If you have a Video camera also use it as a camera does not Blink.
here jim is the Answere to your problem when your in FP (inside) Pivot the hand making a fist & keep your stock pointing to the rear... Then Point the fingers down at the floor all the while keeping that thumb "out of there", Now straighten the hand & you will again be in BP position.

Jim this will take some work as its hard to break bad habits which were all guility of..ha ha

Should you have any questions please feel free to email me.

Michael Lee
Message: Posted by: AlexWong (Jun 25, 2004 03:25AM)

I'm also having problems bringing it to the front palm.
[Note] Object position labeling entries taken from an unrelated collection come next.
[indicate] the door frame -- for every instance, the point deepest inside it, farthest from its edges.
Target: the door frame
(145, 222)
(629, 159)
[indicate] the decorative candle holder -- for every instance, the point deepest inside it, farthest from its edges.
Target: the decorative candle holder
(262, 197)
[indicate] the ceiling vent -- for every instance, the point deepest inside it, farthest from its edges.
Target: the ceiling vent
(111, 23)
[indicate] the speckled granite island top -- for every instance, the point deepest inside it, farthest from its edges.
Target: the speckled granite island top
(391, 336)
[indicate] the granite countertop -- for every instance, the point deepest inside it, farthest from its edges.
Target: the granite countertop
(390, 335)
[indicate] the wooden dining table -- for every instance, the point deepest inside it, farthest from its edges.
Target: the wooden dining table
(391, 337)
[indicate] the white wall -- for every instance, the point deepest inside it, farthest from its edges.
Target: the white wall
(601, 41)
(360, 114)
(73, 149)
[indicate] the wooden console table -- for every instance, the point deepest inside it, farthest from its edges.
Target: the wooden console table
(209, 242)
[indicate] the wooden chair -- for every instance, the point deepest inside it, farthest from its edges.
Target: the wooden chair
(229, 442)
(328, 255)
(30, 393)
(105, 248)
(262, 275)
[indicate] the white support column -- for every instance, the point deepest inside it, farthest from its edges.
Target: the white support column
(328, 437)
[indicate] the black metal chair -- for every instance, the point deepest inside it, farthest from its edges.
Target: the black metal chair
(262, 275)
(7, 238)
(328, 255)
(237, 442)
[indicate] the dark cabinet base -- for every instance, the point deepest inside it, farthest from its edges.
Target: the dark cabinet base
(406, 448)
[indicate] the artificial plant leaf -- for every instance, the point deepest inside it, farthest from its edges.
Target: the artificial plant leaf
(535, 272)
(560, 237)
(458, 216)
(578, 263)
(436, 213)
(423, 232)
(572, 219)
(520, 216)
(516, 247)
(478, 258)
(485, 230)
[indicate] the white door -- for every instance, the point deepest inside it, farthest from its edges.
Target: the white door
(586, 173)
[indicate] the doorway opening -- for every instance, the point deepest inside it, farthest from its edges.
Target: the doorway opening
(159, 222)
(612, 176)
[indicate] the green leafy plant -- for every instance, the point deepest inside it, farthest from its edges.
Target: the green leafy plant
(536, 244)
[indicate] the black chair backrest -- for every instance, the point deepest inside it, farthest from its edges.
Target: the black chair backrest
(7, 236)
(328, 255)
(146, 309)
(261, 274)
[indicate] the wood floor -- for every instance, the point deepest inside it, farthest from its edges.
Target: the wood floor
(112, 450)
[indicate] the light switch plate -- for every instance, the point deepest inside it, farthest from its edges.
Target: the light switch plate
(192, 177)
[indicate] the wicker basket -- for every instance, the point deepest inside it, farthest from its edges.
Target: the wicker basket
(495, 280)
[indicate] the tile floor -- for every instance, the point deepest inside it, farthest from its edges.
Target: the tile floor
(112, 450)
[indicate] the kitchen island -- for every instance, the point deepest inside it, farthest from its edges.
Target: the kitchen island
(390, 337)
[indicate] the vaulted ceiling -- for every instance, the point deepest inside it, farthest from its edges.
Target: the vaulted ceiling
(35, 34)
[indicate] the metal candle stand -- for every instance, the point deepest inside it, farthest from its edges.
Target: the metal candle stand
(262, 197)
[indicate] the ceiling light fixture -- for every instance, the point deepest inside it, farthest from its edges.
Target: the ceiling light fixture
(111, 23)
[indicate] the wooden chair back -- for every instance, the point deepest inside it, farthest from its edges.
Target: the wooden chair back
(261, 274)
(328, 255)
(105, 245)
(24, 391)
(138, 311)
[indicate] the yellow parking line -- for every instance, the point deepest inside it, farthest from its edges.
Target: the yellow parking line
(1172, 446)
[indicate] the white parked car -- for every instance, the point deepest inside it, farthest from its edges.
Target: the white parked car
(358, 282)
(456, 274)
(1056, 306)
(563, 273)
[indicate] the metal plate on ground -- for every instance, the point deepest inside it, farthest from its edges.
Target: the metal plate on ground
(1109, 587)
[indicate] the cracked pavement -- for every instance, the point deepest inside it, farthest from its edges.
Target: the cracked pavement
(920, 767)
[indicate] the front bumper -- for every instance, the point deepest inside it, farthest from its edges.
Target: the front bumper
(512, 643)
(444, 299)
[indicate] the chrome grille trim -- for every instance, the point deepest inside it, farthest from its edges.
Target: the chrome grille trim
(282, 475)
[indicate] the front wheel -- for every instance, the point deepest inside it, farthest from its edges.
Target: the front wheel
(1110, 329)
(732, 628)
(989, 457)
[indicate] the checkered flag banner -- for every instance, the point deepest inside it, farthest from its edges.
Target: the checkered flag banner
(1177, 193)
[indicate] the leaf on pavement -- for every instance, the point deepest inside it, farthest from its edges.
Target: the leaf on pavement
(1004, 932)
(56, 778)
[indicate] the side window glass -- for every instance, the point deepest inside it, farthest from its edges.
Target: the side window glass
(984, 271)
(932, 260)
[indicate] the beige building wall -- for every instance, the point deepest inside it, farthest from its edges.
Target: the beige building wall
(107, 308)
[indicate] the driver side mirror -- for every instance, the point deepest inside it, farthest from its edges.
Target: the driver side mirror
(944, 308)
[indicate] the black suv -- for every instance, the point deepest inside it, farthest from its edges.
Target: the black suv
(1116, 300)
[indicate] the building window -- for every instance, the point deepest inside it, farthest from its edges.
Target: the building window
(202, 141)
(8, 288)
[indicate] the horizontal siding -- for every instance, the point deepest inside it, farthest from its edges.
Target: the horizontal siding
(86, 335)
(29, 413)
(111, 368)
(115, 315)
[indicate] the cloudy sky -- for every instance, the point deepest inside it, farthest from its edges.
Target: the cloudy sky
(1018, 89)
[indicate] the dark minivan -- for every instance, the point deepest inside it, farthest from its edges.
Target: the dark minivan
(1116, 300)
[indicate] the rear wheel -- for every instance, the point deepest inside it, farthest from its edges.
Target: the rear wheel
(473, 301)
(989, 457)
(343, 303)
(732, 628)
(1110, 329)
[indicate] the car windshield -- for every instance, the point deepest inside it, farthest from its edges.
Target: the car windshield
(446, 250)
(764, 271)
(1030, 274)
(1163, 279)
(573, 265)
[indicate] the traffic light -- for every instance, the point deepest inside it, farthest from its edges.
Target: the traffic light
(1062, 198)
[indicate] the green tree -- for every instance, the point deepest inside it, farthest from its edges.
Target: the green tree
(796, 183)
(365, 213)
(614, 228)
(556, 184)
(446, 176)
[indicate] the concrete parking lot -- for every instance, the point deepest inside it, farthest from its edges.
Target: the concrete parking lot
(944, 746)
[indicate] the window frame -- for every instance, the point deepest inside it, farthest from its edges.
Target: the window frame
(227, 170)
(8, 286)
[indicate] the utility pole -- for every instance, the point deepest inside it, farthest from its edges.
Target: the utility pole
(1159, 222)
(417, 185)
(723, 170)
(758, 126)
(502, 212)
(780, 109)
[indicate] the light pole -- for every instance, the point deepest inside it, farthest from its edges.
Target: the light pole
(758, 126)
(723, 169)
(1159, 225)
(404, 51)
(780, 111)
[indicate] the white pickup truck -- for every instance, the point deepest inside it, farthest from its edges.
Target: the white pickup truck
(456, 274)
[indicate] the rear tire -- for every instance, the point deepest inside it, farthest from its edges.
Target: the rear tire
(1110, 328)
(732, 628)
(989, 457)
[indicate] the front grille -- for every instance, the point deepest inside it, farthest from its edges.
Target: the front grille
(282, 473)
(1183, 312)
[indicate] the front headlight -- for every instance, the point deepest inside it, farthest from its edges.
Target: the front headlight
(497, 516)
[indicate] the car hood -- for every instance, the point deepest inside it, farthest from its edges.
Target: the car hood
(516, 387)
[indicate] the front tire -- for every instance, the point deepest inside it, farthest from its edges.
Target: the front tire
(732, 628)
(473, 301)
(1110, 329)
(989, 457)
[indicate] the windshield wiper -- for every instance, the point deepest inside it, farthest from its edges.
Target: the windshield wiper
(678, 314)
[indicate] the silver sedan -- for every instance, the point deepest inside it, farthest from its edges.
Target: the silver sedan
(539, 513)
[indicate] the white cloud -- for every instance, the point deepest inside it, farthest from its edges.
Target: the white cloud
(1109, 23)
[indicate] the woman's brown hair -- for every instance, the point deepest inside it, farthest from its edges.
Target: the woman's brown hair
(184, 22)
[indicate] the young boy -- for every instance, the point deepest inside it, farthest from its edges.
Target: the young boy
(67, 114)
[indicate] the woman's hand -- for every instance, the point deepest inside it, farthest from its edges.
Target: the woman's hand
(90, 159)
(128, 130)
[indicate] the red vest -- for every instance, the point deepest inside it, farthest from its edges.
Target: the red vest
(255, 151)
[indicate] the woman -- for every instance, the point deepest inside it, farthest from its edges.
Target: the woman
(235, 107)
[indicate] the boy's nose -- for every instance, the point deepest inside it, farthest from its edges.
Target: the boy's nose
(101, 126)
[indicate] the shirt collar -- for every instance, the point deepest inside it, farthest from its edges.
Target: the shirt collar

But occasionally if I do it real slow, and really stretch my fingers it seems to turn out alright.

So right now I'm working on stretching my fingers, and seeing out it works out.... but might just be some muscle thing that requires me to Stretch and stretch until it becomes comfortable. Machael, was it stretchy for you when you learnt it (No doubt an extremely long time ago).
Message: Posted by: magic4u02 (Jun 25, 2004 09:26AM)
Mirrors are good but please try not to use them too much. I say this because one will find that the mirror image is NOT what the audience is really thinking. The other problem with this is that the performer gets so used to seeing their image in the mirror, that when performance time comes, and they do not have that mirror, they are stiff and frustrated and it shows in the performance of the routine.

Video is a MUCH better way to practice and record your rehearsal times. It shows what the audience will see and you can also set cameras up to check out your various angles as well.

Michael lee gives a good explantaion of the move so I would study that sequence a bit more. keep in mind that the cards should point straight back as Michael points out.

Message: Posted by: yanyak5 (Jun 27, 2004 11:07AM)
Don't forget that the "pivot" move is usually (most of the time) done under cover of something else....or at least it's supposed to be ;) shhh.. don't tell anyone...

Usually your using a silk or a card, or just something else to sort of block and hide this move....Even a big swing of the body to the left or right is good misdirection to perform the move...personally, I don't think it should matter if you use the thumb.